5. Considerações Finais

Conforme exposto, as súmulas vinculantes foram admitidas no ordenamento jurídico brasileiro por meio da Emenda Constitucional n.º 45/2004, denominada de Reforma do Judiciário, e foram reguladas, principalmente, pela Lei 11.417/2006.

O tema ainda suscita relevante controvérsia doutrinária, estando a discussão bipolarizada entre os juristas pátrios. Se por um lado a súmula vinculante privilegia a segurança jurídica, a isonomia e a celeridade processual, por outro, sua aplicação pode acarretar ofensa a alguns princípios constitucionais, como o da separação dos poderes, o do livre convencimento motivado, do duplo grau de jurisdição, do acesso à justiça e do devido processo legal, além da possibilidade de engessar a jurisprudência.

Assim, em face de um conflito aparente entre princípios, a legitimidade das súmulas vinculantes no ordenamento jurídico brasileiro é questionada.

 

6. Referências Bibliográficas

CINTRA, Antônio Carlos de Araújo; GRINOVER, Ada Pellegrini; DINAMARCO, Cândido Rangel. Teoria geral do processo. 23ª Edição. São Paulo: Malheiros, 2007.

CRUZ, Paulo Márcio. Fundamentos do Direito Constitucional. 2ª Edição. Curitiba: Editora Juruá, 2006.

LENZA, Pedro. Direito Constitucional Esquematizado. 12ª Edição. São Paulo: Editora Saraiva, 2008.

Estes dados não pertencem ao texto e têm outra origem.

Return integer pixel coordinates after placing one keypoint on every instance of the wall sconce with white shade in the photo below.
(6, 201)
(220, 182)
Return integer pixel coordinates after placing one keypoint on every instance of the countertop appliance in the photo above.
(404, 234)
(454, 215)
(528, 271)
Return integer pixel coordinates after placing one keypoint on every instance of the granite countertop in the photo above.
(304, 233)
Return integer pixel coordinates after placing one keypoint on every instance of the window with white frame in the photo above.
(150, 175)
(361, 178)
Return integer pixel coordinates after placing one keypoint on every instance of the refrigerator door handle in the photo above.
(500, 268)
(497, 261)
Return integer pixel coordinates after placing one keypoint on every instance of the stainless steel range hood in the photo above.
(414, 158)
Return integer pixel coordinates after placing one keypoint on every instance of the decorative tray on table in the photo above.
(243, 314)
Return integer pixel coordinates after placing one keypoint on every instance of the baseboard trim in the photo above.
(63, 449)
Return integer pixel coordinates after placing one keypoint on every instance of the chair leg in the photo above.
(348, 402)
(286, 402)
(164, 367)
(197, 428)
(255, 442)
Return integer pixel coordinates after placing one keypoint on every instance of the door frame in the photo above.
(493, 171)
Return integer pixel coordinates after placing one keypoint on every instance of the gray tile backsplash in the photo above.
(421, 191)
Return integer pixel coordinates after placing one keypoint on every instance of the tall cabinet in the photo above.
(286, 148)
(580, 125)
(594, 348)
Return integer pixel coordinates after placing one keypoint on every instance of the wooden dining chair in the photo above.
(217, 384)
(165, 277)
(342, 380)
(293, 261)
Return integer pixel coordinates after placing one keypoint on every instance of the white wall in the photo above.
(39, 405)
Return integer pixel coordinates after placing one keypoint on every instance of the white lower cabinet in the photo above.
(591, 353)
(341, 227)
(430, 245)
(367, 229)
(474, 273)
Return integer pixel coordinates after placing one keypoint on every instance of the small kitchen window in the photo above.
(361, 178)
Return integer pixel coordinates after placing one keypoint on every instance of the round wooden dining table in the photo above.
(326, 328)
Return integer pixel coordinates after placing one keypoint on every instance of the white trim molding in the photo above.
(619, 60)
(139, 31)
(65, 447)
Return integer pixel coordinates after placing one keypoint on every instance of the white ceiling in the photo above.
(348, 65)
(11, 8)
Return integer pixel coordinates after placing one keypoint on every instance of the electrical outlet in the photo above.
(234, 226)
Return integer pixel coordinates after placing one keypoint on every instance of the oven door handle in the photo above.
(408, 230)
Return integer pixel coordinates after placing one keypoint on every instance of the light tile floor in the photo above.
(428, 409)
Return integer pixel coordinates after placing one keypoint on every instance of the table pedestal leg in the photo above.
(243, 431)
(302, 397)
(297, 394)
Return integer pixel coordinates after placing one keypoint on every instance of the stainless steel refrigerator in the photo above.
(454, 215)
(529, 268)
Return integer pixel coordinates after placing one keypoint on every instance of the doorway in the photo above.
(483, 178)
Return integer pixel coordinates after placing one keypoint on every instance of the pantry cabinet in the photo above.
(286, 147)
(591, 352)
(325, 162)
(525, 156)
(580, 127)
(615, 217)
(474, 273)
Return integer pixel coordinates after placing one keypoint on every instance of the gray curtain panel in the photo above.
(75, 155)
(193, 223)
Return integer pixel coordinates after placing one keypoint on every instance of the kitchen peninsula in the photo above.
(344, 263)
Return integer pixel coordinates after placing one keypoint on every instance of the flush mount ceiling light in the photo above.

MENDES, Gilmar Ferreira; COELHO, Inocêncio Mártires; BRANCO, Paulo Gustavo Gonet. Curso de Direito Constitucional. 5ª Edição. São Paulo: Editora Saraiva, 2010.

PAULO, Vicente; ALEXANDRINO, Marcelo. Direito Constitucional Descomplicado. 6ª Edição. São Paulo: Editora Método, 2010.

SILVA, De Plácido e. Vocabulário Jurídico, atualizadores: Nagib Slaibi Filho e Gláucia Carvalho. 24ª Edição. Rio de Janeiro: Editora Forense, 2004.

TALAMINI, Eduardo. A regulamentação do processo das súmulas vinculantes pelo STF. Informativo Justen, Pereira, Oliveira e Talamini, Curitiba, nº 22, dez./2008, disponível em http://www.justen.com.br//informativo.php?informativo=22&artigo=394, acesso em 13/09/2011.

TAVARES, André Ramos. Nova lei da súmula vinculante: estudos e comentários à Lei 11.417 de 19.12.2006. São Paulo: Editora Método, 2007.